Carlo’s “bad enduro” finishes here, we rejoin the others and smoothly along the dirt-roads that circle the Amiata Mountain, we return to the B&B in Radicofani for the night and for a dinner where the pitchers of wine are hardly left empty.

Sunday as a pilgrim
A ride North towards Siena is scheduled for Sunday, but I must return home early, so I decide to return to Viterbo along the via Francigena that passes from Radicofani.
For those who never heard of it, the via Francigena is an ancient route, 3000 km long, that in medieval times connected Canterbury to Rome, something like a Camino de Santiago (the Way of Saint James) of Central Europe.
Following the signs and the milestones that for centuries indicated the road to pilgrims, I ride towards Montefiascone along spring green fields.

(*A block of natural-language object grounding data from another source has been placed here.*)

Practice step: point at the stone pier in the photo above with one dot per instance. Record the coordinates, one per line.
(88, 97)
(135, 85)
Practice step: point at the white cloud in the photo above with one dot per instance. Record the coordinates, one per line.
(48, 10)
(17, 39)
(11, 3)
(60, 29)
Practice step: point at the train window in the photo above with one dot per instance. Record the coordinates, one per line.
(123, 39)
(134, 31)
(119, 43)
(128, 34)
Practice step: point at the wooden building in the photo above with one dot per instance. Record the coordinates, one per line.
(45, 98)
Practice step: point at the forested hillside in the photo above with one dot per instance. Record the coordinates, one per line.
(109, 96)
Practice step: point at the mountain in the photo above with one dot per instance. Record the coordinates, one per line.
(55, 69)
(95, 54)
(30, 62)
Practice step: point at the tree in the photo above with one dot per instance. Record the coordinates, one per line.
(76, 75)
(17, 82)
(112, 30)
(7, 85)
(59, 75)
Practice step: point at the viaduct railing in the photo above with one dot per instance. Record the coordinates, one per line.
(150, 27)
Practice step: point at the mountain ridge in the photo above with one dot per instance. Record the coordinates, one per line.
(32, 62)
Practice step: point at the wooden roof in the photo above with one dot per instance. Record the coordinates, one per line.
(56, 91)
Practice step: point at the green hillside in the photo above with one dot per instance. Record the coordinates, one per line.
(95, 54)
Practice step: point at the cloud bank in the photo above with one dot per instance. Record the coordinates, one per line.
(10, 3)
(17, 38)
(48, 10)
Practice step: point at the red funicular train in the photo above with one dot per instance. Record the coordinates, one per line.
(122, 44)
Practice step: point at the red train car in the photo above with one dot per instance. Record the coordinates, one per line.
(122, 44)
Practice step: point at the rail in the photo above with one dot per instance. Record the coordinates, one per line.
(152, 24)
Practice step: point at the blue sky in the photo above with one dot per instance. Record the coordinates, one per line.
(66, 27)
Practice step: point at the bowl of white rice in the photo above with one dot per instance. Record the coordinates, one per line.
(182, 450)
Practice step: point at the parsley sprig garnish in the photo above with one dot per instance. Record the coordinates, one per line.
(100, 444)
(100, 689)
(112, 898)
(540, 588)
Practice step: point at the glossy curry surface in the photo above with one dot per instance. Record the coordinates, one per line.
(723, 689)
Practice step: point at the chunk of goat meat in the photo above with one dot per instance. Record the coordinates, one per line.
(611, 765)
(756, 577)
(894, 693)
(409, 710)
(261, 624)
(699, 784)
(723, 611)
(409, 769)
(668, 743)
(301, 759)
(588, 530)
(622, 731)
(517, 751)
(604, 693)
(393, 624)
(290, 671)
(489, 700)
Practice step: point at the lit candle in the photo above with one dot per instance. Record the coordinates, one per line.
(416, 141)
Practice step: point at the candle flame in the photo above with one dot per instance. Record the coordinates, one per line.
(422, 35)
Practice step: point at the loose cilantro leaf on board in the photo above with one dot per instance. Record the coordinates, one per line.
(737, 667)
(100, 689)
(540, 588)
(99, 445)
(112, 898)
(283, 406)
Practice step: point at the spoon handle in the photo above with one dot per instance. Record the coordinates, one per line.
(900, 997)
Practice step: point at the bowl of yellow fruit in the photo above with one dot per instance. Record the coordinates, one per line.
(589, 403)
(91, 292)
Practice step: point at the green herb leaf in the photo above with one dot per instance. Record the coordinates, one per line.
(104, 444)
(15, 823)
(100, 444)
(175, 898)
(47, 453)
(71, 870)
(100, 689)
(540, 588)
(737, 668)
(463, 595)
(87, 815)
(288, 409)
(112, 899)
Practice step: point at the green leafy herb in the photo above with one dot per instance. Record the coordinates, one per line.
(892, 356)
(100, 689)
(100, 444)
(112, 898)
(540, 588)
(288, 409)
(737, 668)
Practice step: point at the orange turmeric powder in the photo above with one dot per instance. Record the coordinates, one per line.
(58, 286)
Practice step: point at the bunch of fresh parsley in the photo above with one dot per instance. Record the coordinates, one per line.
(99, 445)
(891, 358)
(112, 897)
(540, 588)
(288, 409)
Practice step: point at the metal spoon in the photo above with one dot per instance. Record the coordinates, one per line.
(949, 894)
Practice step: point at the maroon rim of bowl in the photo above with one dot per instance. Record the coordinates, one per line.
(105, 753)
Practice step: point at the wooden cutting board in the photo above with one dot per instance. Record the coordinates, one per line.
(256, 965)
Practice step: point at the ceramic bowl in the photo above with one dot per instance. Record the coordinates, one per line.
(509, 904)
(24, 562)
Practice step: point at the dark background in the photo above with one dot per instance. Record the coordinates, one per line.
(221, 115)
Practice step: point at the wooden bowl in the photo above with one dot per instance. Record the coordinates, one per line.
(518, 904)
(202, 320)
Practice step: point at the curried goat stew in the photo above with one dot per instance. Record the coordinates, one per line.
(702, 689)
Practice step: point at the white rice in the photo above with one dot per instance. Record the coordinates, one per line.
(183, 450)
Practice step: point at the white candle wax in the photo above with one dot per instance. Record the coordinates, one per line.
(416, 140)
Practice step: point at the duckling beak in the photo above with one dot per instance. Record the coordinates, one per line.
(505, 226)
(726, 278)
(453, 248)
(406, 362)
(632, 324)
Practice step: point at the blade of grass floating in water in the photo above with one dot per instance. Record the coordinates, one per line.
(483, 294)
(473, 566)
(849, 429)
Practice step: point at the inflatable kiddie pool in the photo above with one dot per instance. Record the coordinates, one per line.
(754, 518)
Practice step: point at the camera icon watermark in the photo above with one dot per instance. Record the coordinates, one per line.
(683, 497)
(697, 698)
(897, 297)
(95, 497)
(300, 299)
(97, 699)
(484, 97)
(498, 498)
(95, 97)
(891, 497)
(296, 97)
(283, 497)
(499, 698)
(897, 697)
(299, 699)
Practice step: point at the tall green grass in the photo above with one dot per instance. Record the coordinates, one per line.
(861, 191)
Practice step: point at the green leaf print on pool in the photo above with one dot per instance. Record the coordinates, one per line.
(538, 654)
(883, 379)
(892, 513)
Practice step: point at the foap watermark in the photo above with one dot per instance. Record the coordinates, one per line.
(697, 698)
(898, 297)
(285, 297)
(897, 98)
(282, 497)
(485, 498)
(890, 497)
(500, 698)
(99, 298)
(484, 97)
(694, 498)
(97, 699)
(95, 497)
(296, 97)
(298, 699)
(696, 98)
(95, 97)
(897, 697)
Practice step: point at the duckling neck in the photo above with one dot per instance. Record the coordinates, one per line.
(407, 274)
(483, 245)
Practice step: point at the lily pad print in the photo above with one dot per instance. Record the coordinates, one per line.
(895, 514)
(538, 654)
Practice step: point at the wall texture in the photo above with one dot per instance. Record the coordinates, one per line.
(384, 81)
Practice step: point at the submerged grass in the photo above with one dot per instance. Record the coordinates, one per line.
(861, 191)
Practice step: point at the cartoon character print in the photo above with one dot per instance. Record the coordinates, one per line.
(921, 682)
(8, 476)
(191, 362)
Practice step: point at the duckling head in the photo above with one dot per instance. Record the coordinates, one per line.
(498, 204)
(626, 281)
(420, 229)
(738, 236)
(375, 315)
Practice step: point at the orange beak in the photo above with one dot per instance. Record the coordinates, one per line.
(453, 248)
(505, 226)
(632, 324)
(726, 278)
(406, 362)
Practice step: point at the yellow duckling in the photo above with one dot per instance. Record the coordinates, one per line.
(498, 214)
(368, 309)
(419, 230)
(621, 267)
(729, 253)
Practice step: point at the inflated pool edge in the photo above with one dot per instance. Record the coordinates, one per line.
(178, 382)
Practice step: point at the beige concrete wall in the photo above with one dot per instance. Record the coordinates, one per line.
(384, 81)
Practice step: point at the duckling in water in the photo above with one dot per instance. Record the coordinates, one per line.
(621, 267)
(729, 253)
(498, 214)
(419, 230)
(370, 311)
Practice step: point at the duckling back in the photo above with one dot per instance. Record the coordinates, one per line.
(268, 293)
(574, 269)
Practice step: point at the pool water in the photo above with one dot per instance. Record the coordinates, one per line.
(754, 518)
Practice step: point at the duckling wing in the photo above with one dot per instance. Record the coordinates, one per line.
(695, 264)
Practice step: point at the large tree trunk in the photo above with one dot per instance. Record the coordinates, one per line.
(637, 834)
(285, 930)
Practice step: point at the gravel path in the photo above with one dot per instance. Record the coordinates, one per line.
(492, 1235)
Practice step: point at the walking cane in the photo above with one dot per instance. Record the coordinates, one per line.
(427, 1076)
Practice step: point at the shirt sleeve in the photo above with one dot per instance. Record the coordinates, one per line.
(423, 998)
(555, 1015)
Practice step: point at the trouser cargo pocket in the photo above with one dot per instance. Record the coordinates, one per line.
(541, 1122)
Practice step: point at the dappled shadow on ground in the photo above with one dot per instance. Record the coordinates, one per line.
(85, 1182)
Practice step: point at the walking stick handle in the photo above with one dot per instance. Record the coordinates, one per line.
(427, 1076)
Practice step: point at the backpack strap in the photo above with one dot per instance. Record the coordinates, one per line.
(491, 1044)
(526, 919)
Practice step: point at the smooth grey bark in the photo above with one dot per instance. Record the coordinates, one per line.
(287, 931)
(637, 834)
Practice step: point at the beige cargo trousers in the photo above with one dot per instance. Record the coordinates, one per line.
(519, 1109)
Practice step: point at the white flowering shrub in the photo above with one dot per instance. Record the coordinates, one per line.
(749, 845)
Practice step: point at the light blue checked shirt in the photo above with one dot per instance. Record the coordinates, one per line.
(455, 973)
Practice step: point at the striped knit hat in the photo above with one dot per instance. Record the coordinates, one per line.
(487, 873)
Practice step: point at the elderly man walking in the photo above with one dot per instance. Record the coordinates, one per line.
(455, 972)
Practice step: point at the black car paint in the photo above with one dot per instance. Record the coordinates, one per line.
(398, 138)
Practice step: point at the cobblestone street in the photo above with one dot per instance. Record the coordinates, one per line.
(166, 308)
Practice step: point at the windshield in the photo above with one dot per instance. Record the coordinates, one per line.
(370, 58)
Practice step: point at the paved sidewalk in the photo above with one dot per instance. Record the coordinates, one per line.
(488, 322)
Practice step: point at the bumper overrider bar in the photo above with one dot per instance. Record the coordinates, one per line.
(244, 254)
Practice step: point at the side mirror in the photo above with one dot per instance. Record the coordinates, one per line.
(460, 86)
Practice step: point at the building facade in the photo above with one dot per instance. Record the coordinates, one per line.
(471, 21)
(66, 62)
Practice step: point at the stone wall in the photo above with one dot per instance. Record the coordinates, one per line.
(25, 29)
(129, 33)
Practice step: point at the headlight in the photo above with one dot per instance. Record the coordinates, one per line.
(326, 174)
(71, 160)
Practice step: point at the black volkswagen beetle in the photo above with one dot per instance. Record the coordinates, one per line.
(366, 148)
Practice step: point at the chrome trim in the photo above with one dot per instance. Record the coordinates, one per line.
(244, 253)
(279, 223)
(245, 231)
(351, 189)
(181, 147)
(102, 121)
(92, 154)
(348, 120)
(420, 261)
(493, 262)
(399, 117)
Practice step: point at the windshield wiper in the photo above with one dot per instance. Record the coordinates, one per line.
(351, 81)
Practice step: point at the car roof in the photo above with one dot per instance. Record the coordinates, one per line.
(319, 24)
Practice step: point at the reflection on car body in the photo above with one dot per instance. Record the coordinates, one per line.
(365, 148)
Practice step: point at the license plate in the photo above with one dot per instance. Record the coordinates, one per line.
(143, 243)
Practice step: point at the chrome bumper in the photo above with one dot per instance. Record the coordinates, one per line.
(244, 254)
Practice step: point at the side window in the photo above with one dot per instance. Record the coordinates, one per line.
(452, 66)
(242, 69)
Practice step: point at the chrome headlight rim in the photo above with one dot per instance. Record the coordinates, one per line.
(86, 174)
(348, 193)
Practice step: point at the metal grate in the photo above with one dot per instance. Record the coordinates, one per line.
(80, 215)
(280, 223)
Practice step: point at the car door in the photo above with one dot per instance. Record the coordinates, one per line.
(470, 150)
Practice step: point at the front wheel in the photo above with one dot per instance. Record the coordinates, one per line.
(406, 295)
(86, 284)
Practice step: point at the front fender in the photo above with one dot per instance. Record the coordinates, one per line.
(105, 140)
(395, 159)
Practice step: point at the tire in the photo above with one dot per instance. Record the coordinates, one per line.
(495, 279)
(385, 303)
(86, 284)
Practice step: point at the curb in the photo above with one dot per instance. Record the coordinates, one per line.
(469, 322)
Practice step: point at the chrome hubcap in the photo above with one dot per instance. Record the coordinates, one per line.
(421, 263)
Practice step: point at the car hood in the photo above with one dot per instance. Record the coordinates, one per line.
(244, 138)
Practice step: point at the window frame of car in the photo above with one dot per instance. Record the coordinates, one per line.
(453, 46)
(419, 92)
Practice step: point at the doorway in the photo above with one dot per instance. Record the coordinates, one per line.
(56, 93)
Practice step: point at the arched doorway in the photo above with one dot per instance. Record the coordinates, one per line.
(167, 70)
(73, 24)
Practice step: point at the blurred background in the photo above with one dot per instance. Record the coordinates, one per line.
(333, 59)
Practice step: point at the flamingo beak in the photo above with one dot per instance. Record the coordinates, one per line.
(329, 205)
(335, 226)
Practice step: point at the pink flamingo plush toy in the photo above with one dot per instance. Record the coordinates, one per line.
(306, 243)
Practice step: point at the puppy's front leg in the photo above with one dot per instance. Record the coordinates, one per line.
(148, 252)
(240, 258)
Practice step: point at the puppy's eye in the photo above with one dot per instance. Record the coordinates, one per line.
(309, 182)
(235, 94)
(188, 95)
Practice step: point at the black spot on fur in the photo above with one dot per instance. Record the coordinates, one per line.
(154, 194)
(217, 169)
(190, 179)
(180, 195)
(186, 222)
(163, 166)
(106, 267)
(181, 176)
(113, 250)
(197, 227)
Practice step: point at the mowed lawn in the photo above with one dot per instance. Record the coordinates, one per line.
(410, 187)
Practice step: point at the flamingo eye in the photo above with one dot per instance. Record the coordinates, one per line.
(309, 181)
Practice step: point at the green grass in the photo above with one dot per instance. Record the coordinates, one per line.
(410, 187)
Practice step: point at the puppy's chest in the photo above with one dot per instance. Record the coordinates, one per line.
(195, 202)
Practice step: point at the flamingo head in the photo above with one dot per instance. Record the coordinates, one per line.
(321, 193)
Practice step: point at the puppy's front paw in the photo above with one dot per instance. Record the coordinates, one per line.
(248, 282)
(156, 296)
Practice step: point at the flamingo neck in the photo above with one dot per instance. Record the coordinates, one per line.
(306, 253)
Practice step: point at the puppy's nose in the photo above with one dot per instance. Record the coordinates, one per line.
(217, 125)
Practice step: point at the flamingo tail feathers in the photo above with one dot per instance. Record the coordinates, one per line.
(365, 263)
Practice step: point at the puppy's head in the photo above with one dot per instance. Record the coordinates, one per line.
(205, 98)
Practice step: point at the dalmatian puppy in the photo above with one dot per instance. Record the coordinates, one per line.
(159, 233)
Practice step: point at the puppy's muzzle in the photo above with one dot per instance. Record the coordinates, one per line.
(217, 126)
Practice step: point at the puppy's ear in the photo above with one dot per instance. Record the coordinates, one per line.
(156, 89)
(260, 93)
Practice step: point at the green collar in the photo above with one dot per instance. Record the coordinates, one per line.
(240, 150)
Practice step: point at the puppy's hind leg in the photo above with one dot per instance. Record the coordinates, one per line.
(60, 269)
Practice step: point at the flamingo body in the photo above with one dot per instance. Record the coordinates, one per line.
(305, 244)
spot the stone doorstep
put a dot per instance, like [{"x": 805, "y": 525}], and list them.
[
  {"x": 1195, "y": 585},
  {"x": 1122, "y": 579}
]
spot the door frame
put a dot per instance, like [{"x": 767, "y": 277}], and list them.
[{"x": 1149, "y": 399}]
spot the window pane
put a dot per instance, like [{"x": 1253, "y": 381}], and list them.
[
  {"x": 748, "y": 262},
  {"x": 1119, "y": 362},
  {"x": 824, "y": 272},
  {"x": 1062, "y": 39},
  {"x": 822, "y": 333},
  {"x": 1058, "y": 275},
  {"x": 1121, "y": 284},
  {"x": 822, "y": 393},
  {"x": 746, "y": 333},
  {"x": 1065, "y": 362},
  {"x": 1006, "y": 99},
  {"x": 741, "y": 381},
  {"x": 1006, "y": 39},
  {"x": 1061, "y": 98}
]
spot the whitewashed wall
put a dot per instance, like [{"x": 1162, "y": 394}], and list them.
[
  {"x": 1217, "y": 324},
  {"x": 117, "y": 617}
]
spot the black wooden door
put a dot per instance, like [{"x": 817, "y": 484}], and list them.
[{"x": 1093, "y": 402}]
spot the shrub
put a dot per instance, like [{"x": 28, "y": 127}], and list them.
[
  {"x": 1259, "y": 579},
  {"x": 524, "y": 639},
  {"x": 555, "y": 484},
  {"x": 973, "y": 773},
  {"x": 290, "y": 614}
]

First, I must say that the via Francigena is a pedestrian route for pilgrims so one must go at a pilgrim’s pace even if on two-wheels; this is a must to avoid being disliked and looking like idiots. It must also be said that the trail must not be taken too lightly. It is mostly dirt-roads, but it’s still for pedestrians and in some sections I had to make use of all my enduro experience to pass without damage for the trail was so narrow my twin engine bike couldn’t pass.
Luckily, these are isolated sections, only a few hundred meters long, and the Cassia runs near the trail so, with enough information, it is possible to avoid any section that is too difficult
I pass borghi like Acquapendente and San Lorenzo – from the square of the latter the view of the Bolsena lake is magnificent with the road seemingly diving directly into the water. The crater lake attracts the eye at every step (or wheel turn); it characterizes the way between San Lorenzo and Montefiascone, a constant and spectacular presence that shows itself around every curve.
I reach Bolsena from behind its castle which lays almost on the shore of the lake and stop for a drink on the beach taking the time for a short walk in the Spring sun.
I leave heading towards the Turona park and reach the panoramic viewpoint of Montefiascone’s Rocca dei Papi, a terrace overlooking the lake where my trip ends. In this part of the country Sunday’s lunch is a serious thing, along the streets of the borghi the ovens work overtime, the scent of roast fills the air, it is time to head back home!